C'è un certo nervosismo, nella maggioranza, sul delicato tema delle infrastrutture. Il ministro competente in materia, Danilo Toninelli (M5S), in un'intervista al Sole 24 Ore sottolinea che "le infrastrutture sono il volano migliore per far ripartire l'economia. Qui non si tratta di azzerare tutto, ma di sviluppare in continuità ciò che funziona e innovare dove le cose non funzionano, per esempio snellendo le procedure Cipe". Usa parole che tendono a rassicurare, a sottolineare che le cose utili vanno fatte.
Prosegue osservando che "le opere utili aiutano la competitività delle imprese, migliorano la qualità della vita dei cittadini e una buona manutenzione ordinaria consente allo Stato di risparmiare". E indica le priorità: "Mobilità fossil free, ferrovie regionali, legalità e Sud". Al contempo riconosce che devono cambiare diverse cose rispetto al passato, ad esempio "la qualità della spesa, la capacità di programmazione". E citando la legalità ("gli appalti pubblici necessitano di grande trasparenza e maggiore semplicità") assicura che ci sarà ampia "collaborazione con l'Anac".
Archiviati i preamboli, veniamo al sodo.
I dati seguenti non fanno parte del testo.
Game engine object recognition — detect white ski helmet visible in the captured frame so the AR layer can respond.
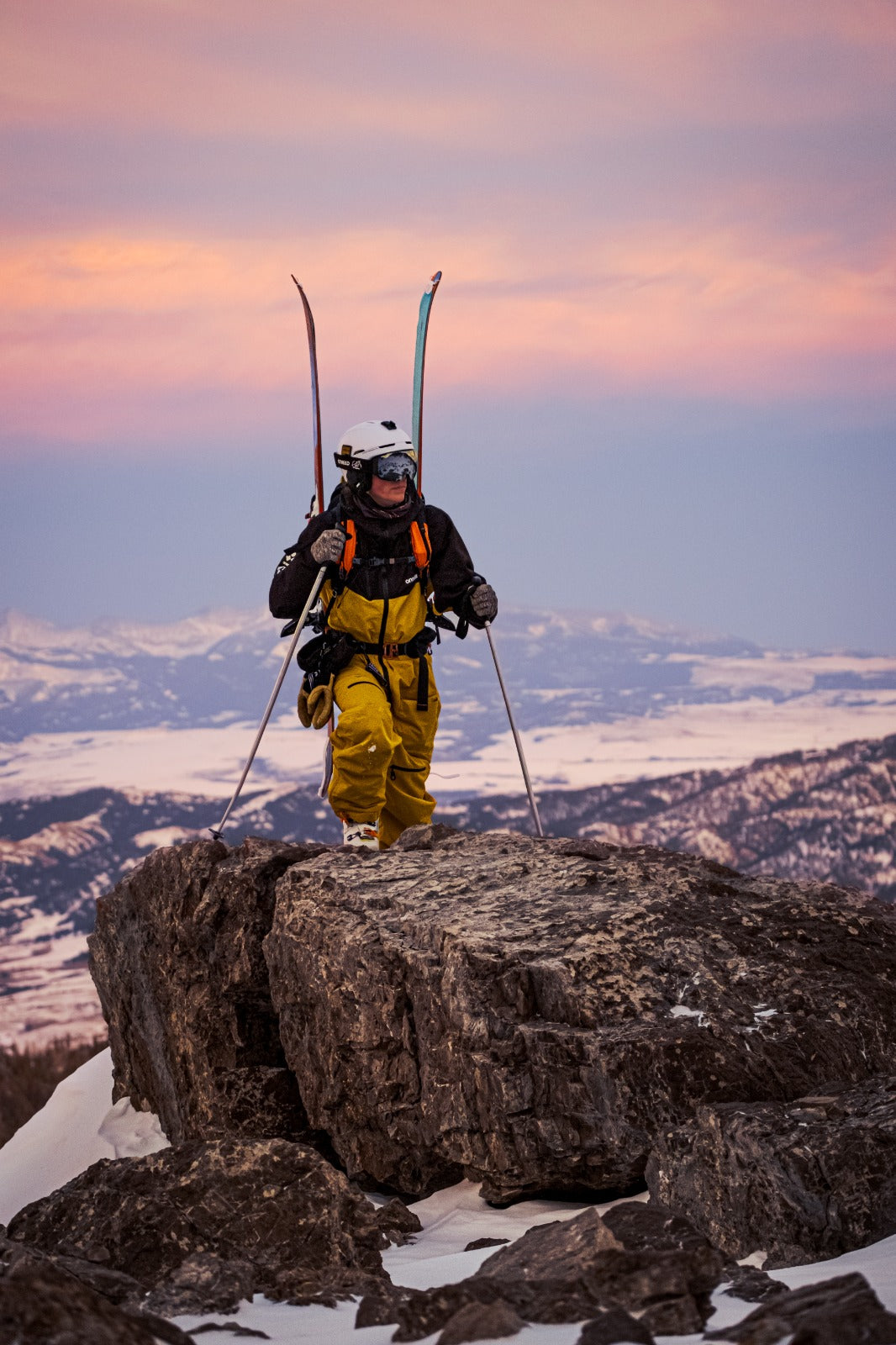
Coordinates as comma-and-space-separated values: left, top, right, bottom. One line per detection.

Prima di tutto concentrandosi su tre importanti opere: Tav, Mose e Pedemontana. Cosa vuol fare il governo? Toninelli non si sbilancia ma assicura che "tutte le opere saranno sottoposte a un'attenta valutazione del rapporto tra costi e benefici, verificando sostenibilità economica e ambientale". Insomma, si riparte da zero. Ma è su questo punto che potrebbero registrarsi alcuni problemi in seno alla neonata maggioranza, con la Lega che spinge forte per talune opere, e il Movimento 5 Stelle che, invece, accarezza l'idea di mettere tutto in discussione, per non dire bloccare. Si nota già un certo nervosismo, ad esempio interpretando le parole del governatore leghista del Veneto, Luca Zaia, che si sofferma su Mose e Pedemontana, che interessano la sua regione: "Io penso che (Toninelli, ndr) sia il ministero delle Infrastrutture, non quello delle disinfrastrutture". I due partiti hanno anche punti in comune, ad esempio il forte scetticismo sulla fusione (voluta da Renzi) della fusione tra Anas e Fs: Lega e M5S non sono convinti.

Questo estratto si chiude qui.